Performed by Chris Thorpe and Jon Spooner, the show is a collection of scenes, stories and songs that interweave, and take a look at death in its different forms, including a future-view of death that has us regenerating indefinitely in a rather exhausting seeming way.
It is a show that also aims to educate, informing us of the statistical likelihood of survival if someone does chest compressions on you when your heart stops, compared to if they don’t. Suffice to say, it’s a good thing to do them, and they even had the front of house manager come and demonstrate to us on a resuscitation doll exactly how we might do such a thing.
Thorpe and Spooner have a very good and watchable onstage rapport. The storytelling they do (one about a man getting hit by a train, and another about a girl falling into a frozen pond) is vibrant and pacy, with Chris Thorpe’s intense and poetic style ringing out loud and clear.
This is an interesting piece, and the use of songs is enjoyable and ensures the mood stays light around this potentially distressing subject. However, this does feel more like a collection of scenes than a very cohesive piece, and for a show aiming to interrogate our attitudes towards death, it feels surprisingly light, and I think they could have pushed things a bit further and challenged the audience’s thinking a little more.

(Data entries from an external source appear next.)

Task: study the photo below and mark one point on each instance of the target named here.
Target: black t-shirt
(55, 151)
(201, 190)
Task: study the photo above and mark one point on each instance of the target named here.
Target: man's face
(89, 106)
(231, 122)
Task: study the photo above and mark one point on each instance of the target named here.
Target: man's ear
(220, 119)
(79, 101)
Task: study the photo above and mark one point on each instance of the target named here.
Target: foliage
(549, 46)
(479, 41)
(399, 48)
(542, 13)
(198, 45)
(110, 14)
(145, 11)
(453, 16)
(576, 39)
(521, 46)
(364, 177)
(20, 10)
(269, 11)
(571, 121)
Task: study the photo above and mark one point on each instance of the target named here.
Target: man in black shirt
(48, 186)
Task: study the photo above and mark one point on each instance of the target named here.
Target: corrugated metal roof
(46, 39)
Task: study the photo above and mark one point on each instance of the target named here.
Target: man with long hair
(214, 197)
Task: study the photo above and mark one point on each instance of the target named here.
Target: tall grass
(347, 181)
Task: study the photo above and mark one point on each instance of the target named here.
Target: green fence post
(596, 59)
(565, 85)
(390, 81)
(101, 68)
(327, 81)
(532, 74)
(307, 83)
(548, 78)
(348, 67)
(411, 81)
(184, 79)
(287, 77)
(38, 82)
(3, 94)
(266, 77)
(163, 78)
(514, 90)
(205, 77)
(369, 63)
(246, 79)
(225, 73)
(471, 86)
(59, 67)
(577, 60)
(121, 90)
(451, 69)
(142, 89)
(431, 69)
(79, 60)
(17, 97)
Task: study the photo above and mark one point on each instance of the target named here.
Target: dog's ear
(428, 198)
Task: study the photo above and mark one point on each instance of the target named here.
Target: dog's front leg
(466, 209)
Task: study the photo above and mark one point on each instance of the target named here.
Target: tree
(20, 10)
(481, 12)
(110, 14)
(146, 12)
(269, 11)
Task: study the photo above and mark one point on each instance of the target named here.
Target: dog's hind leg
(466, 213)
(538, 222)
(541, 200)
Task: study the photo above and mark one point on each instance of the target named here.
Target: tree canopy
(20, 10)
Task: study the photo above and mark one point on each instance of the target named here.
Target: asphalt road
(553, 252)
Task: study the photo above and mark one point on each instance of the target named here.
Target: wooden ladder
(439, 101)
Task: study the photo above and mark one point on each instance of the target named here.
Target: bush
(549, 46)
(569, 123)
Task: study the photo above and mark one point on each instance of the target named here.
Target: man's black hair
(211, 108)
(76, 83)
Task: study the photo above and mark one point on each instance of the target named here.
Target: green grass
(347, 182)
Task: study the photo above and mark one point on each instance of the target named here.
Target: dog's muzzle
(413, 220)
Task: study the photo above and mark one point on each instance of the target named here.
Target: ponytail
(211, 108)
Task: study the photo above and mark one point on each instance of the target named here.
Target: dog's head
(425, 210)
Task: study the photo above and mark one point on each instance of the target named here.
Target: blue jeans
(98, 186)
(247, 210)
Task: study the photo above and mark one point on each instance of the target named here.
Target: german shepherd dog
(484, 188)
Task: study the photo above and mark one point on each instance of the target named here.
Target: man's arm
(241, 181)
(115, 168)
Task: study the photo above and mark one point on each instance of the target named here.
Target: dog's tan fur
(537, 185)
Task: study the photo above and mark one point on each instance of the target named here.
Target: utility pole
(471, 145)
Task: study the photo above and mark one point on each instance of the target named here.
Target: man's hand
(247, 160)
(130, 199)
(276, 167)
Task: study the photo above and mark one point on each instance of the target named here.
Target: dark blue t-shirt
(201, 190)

The end of the show is a highlight, with postcards the audience have filled in before the start being scattered around the stage. As Chris plays, Jon sings, and we learn how each member of the audience believes they will die, through a ditty which towards the end we are all encouraged to join in. It is a funny scene, and so therefore perhaps the lads have achieved their aim; here we are tittering at people’s predictions of dying, and humming the refrain ‘when I die’ as we walk out of the theatre.